Grupa nastolatków pojechała na ognisko bez rodziców. Rozpalali ogień, piekli kiełbaski, sprzątali po sobie. Niby normalne, gdyby nie fakt, że wszyscy są niepełnosprawni. Uczniowie klubu „Młodzi aktywnie” z Zespołu Placówek Edukacyjnych spędzili popołudnie w arboretum w Kudypach.
Kasia, Wiola, Lena, Krzyś, Michał i Dawid z terapeutami ze szkoły wyjechali po godz. 15. Po blisko godzinnej jeździe autobusem dotarli do arboretum w Kudypach, gdzie w dozwolonym miejscu rozpalili ognisko.
- Piekliśmy kiełbaski, spacerowaliśmy po lesie, odpoczywaliśmy - mówi Nina Suberlak-Zając, nauczyciel.
- To była dla nich przede wszystkim nauka samodzielności, możliwość sprawdzenia siebie w całkiem nowych sytuacjach bez rodziców. Wszyscy uczniowie poradzili sobie doskonale, byli bardzo zadowoleni, nie chcieli wracać do domów - mówi Magdalena Rutkowska - Curzydło, nauczyciel ZPE.
Do klubu „Młodzi aktywnie” należy dziesięcioro uczniów klas IV - VI szkoły podstawowej ZPE z różnymi niepełnosprawnościami. Z autyzmem, zespołem Aspergera, porażeniem mózgowym. Uczestnicy raz w miesiącu spotykają się i wychodzą w różne ciekawe miejsca, pod dyskretną opieką terapeutów.
- Na wycieczkach muszą sobie radzić jak najbardziej samodzielnie.

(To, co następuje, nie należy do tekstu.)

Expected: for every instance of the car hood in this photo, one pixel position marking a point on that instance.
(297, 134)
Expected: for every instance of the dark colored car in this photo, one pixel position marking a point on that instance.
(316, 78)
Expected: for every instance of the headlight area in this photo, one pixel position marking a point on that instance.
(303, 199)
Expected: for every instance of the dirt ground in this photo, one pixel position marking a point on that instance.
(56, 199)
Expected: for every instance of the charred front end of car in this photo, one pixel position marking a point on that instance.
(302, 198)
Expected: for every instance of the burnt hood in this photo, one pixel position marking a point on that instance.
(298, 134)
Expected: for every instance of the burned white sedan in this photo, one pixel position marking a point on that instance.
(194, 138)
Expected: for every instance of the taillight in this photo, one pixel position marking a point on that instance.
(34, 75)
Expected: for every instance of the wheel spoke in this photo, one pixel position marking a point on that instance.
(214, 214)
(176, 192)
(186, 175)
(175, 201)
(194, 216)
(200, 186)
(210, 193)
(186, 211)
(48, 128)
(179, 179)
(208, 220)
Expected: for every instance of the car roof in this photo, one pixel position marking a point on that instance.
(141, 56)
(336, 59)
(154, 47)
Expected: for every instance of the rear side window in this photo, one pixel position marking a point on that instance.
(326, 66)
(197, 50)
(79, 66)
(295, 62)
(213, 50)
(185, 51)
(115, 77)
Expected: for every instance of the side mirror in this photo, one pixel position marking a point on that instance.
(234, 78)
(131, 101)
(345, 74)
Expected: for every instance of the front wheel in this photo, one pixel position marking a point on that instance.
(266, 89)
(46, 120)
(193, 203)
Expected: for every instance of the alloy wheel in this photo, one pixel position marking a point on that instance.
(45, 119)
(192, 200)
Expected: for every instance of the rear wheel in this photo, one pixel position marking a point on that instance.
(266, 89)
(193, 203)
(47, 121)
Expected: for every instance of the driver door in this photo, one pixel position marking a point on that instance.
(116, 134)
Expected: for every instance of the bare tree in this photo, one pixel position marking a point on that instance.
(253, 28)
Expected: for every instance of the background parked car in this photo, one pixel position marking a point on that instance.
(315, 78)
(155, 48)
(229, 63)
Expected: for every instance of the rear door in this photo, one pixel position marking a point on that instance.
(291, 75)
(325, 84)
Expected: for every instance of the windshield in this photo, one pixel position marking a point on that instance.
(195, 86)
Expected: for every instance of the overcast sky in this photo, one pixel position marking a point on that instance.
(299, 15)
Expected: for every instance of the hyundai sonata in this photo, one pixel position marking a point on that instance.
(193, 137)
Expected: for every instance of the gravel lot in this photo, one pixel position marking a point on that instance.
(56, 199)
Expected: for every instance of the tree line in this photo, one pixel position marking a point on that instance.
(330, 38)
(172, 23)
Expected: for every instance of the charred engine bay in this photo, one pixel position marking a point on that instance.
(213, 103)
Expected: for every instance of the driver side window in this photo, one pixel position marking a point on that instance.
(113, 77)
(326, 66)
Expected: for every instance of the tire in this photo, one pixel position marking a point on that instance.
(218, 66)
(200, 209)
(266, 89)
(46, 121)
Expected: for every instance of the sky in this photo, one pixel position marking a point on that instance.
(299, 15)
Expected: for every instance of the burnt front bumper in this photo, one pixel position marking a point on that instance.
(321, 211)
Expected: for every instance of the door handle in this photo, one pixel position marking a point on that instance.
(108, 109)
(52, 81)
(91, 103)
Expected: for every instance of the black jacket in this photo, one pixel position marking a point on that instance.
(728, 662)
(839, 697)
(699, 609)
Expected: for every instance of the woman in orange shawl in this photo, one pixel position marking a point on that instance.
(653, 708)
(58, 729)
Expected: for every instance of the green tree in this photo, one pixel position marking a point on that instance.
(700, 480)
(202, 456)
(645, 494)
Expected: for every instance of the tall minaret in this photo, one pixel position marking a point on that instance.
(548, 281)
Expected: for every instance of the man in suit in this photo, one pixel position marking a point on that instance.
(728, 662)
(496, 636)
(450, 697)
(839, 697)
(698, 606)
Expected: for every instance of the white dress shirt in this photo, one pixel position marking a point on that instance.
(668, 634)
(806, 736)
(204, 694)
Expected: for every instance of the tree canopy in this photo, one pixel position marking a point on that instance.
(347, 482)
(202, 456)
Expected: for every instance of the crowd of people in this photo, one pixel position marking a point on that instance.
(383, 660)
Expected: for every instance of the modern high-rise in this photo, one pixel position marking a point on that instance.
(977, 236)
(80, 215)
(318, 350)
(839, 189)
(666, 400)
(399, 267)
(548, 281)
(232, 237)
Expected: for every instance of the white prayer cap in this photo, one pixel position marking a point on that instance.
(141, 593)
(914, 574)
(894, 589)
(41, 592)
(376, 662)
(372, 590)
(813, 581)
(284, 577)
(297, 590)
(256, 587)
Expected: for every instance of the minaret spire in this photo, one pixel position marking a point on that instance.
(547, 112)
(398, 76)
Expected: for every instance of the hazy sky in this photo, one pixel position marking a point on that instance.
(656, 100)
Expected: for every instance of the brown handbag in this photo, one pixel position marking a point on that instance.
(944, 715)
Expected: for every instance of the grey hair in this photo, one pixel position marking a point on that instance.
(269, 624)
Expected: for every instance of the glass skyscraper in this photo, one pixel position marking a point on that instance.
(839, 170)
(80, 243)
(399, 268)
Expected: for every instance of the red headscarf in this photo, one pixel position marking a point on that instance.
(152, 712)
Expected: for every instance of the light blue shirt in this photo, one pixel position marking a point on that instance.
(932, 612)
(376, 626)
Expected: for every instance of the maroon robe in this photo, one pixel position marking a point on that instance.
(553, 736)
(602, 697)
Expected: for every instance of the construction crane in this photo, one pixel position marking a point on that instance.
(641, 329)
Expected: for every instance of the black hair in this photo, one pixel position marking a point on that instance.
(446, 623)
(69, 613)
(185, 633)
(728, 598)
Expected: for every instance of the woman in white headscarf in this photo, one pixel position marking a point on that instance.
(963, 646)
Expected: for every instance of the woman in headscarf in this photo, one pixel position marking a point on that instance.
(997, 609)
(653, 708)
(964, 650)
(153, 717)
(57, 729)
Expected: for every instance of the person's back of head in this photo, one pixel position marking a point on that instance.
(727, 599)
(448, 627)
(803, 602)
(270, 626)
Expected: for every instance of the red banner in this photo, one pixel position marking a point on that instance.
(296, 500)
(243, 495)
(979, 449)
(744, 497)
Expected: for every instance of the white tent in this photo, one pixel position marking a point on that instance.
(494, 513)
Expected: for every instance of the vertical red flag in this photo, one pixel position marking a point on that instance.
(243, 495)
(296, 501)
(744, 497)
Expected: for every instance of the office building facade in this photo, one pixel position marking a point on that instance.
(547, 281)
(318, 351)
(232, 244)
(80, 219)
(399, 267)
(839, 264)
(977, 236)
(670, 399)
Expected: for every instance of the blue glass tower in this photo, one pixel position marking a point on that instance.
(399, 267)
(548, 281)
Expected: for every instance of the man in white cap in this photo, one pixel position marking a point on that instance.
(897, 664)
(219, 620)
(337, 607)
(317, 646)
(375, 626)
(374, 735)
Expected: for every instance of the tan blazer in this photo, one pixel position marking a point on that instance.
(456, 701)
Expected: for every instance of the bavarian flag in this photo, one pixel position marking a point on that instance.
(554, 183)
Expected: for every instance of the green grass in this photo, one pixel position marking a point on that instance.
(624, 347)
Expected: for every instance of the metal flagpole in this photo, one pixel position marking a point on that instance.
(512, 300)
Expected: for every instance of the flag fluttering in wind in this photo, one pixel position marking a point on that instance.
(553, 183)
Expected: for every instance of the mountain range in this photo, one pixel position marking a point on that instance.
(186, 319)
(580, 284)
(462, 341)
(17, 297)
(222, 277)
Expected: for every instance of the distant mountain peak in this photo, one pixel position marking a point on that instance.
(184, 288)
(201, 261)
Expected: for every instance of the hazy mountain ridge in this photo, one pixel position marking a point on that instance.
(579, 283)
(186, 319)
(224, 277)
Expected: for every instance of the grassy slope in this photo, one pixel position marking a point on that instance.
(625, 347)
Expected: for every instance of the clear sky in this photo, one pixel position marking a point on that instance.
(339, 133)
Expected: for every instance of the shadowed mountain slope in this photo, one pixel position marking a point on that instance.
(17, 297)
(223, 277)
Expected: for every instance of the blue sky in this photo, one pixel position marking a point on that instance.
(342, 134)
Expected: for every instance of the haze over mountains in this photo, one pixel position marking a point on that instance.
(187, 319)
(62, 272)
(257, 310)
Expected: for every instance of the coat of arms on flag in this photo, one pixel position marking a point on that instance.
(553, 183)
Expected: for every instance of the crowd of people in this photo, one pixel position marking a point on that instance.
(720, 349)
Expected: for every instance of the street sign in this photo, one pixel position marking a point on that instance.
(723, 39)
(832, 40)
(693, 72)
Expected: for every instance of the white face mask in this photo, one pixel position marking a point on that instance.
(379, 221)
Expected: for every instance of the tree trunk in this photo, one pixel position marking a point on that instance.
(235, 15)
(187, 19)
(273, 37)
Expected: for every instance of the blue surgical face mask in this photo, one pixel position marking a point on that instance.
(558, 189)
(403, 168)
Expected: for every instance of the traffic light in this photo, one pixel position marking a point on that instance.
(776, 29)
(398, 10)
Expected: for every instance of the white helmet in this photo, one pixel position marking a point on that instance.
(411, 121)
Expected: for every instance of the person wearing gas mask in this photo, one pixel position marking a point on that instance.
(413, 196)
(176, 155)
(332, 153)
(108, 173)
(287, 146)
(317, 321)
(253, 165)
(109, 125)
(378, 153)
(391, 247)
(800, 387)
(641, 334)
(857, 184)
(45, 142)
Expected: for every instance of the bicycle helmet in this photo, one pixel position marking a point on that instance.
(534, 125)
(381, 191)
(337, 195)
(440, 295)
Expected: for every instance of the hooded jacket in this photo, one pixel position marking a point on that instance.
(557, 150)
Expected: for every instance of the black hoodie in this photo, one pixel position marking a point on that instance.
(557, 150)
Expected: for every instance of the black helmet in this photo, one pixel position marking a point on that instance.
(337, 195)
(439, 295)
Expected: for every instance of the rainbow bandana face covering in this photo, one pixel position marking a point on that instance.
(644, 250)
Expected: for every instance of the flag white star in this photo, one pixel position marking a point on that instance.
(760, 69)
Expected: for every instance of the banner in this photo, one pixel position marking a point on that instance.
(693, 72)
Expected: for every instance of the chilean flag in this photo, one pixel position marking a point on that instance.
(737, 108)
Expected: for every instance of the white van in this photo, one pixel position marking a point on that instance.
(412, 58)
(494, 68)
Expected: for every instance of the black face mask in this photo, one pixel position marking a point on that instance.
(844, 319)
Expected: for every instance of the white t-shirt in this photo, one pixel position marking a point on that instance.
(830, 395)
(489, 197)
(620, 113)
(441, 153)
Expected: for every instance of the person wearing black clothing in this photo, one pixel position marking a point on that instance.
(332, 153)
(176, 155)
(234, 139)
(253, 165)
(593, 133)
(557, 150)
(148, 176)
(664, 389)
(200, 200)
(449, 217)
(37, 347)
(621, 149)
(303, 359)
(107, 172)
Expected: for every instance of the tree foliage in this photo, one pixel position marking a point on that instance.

Nawiązywać kontakty z kelnerką, płacić za posiłek, orientować w terenie, sprzątać - mówi Ilona Gdyk, nauczyciel - koordynator klubu „Młodzi aktywnie”.
- Chodzi o to, żeby kształtowali poczucie odpowiedzialności, przezwyciężali własne ograniczenia, uczyli się konstruktywnych norm i zachowań także w spędzaniu czasu wolnego.„Młodzi aktywnie” byli w tym roku szkolnym m.in. w pizzerii, kręgielni, teatrze, na spacerze po olsztyńskiej starówce. Mimo że większości nastolatków miejsca nie wydają się nadzwyczaj atrakcyjne, uczniowie ZPE byli bardzo zadowoleni ze wszystkich wycieczek. Podobny cykl zajęć prowadzony jest również w gimnazjum i szkole przysposabiającej do pracy, pod nazwą „Klub Spotkań Młodzieży z Autyzmem”, w skrócie „Klub Autysty”. W przyszłym roku szkolnym kluby będą rozwijać swoją działalność.